AugFPN中直接在每个融合前的特征后面接上检测器和分类器(RPN Head + RCNN)。
训练时,网络的损失 = lambda * 融合前检测器的Localization Loss + 融合后检测器的Localization Loss + beta * (融合前检测器的Classification Loss + 融合后检测器的Classification Loss)
此外,融合前各尺度的检测器权重是共享的,这样有利于对不同尺度的监督,从而:1)进一步加强各个尺度下的特征联系; 2)反推底层信息能学到更多的语义信息(从高层信息引导过来)
在预测时,融合前共享的这些检测器&分类器都可以去掉
三、Residual Feature Augmentation
在原始FPN中M5层经过1x1卷积后通道数减少,却不像其他层一样有额外特征与其融合,AugFPN中提出Residual Feature Augmentation补偿M5层中损失的信息。如下图所示:
四、Soft RoI Selection
在 FPN 中,每个 RoI 的特征都是通过在一个特定特征级别上进行池化来获得的,该特征级别是根据该 RoI 的规模启发式选择的。通常,较小的 RoI 分配给较低级别的特征,而较大的 RoI 分配给较高级别的特征。
Soft RoI Selection中引入了自适应权重,以更好地衡量不同级别 RoI 区域内特征的重要性。最终的 RoI 特征是基于自适应权重生成的,而不是基于 RoI 分配或最大作等硬选择方法(如PANet)。
Soft RoI Selection首先汇集每个 ROI 的所有金字塔级别的特征。然后利用自适应空间融合模块 (ASF)来自适应地融合这些特征。为不同级别的 RoI 特征生成不同的空间权重图,并将 RoI 特征与加权聚合融合。如下图所示:
其代码实现如下:
@ROI_EXTRACTORS.register_module
class SoftRoIExtractor(nn.Module):
"""Extract RoI features from all level feature map.
If there are mulitple input feature levels, each RoI is mapped to a level
according to its scale.
Args:
roi_layer (dict): Specify RoI layer type and arguments.
out_channels (int): Output channels of RoI layers.
featmap_strides (int): Strides of input feature maps.
finest_scale (int): Scale threshold of mapping to level 0.
"""
def __init__(self,
roi_layer,
out_channels,
featmap_strides,
finest_scale=56):
super(SoftRoIExtractor, self).__init__()
self.roi_layers = self.build_roi_layers(roi_layer, featmap_strides)
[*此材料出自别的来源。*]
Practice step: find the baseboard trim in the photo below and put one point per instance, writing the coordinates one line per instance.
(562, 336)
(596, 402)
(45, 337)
self.out_channels = out_channels
self.featmap_strides = featmap_strides
self.finest_scale = finest_scale
self.spatial_attention_conv=nn.Sequential(nn.Conv2d(out_channels*len(featmap_strides), out_channels, 1), nn.ReLU(), nn.Conv2d(out_channels,len(featmap_strides),3, padding=1))
@property
def num_inputs(self):
"""int: Input feature map levels."""
return len(self.featmap_strides)
def init_weights(self):
for m in self.spatial_attention_conv.modules():
if isinstance(m, nn.Conv2d):
xavier_init(m, distribution='uniform')
def map_roi_levels(self, rois, num_levels):
"""Map rois to corresponding feature levels by scales.
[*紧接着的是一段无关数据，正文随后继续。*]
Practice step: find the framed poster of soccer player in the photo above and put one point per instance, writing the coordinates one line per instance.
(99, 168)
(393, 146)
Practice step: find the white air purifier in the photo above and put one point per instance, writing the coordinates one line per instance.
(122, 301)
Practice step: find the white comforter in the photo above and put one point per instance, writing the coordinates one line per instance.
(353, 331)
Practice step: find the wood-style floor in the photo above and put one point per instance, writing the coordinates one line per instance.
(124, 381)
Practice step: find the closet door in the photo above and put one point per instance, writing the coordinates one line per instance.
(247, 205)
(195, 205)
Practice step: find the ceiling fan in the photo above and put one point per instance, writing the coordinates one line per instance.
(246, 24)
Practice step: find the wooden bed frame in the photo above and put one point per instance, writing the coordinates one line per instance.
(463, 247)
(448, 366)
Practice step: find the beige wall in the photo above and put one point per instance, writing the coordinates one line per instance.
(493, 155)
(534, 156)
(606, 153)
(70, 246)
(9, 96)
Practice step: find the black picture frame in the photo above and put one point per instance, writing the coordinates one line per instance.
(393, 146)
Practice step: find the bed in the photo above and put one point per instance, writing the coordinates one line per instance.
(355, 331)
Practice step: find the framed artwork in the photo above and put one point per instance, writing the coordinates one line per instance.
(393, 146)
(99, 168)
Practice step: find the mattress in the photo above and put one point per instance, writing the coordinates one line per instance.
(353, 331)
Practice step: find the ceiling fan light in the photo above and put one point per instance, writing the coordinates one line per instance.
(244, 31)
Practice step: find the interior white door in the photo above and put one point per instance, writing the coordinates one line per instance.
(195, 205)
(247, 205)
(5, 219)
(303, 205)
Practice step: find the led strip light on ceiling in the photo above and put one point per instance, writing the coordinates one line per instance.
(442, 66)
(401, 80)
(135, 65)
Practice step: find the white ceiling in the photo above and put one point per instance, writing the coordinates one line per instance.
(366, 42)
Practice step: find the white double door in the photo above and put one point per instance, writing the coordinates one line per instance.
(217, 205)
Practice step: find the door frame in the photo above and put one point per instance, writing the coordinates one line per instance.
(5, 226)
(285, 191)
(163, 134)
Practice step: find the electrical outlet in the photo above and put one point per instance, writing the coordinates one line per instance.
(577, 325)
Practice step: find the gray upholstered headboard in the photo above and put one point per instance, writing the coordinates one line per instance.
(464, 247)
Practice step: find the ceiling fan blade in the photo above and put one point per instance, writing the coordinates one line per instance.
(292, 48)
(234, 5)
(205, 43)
- scale < finest_scale: level 0
- finest_scale <= scale < finest_scale * 2: level 1
- finest_scale * 2 <= scale < finest_scale * 4: level 2
- scale >= finest_scale * 4: level 3
Args:
rois (Tensor): Input RoIs, shape (k, 5).
num_levels (int): Total level number.
Returns:
Tensor: Level index (0-based) of each RoI, shape (k, )
"""
scale = torch.sqrt(
(rois[:, 3] - rois[:, 1] + 1) * (rois[:, 4] - rois[:, 2] + 1))
target_lvls = torch.floor(torch.log2(scale / self.finest_scale + 1e-6))
target_lvls = target_lvls.clamp(min=0, max=num_levels - 1).long()
return target_lvls
def build_roi_layers(self, layer_cfg, featmap_strides):
cfg = layer_cfg.copy()
layer_type = cfg.pop('type')
assert hasattr(ops, layer_type)
layer_cls = getattr(ops, layer_type)
roi_layers = nn.ModuleList(
[layer_cls(spatial_scale=1 / s, **cfg) for s in featmap_strides])
return roi_layers
def forward(self, feats, rois):
if len(feats) == 1:
return self.roi_layers[0](feats[0], rois)
out_size = self.roi_layers[0].out_size
num_levels = len(feats)
roi_feats = torch.cuda.FloatTensor(rois.size()[0], self.out_channels,
out_size, out_size).fill_(0)
roi_feats_list = []
for i in range(num_levels):
roi_feats_list.append(self.roi_layers[i](feats[i], rois))
concat_roi_feats = torch.cat(roi_feats_list, dim=1)
spatial_attention_map = self.spatial_attention_conv(concat_roi_feats)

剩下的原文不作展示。